Is it a statue if it's made out of wood? *scratches head* Perhaps "sculpture" would be better?
OK, take two: Death of a Sculpture.
Some while ago I wrote about the sad deterioration of the Pear Lady, a "sculpture" *exaggerated pronunciation* in the garden of one of my clients. She's so-called as she is made from pear wood (I am talking about the garden ornament here, not the client) (but you'd already realised that, hadn't you?) and she's been in this garden longer than I have.
Alas, poor lady, she's been rotting away for the last couple of years, but this week when I turned up for work, look what had happened:
My client remains upbeat about it though, and has decided to leave her just lying there: she says the Pear Lady looks very peaceful, at rest in the long grass and Symphytum officinale (Comfrey). Although there's a bit of rogue blue Alkanet (Pentaglottis sempervirens for those who are interested) at her feet that is going to need removal - last year it was a pretty sprinkling, but this year it's turned into a complete thug and is threatening to take over the area, so I have been instructed to wage war on it.

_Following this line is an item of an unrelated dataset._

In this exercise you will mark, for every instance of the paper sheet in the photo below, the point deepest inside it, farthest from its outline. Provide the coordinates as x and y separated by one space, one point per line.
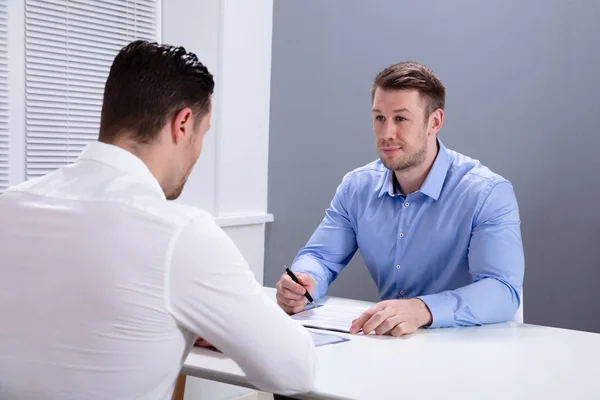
323 339
329 317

This suits me, as I hate the stuff - I think the leaves are coarse and ugly, and are rough and scratchy to the touch. Please bear in mind that I work in shorts for most of the year - my motto: Live And Die In Shorts - so I tend to dislike anything rough at ankle height, not that I try to influence my clients at all, no, no. I do agree that the flowers are indeed a lovely strong blue colour, but well, pfff *raises eyebrows and makes mock-Gallic gesture with hands* is it worth it? For what is basically a forget-me-not on steroids? And one which quickly generates a big strong parsnip-like root....
Anyway, there you go, not quite a sad farewell to the Pear Lady, but I expect that by next year she will have disintegrated down into nothing and will be nothing but a fond memory.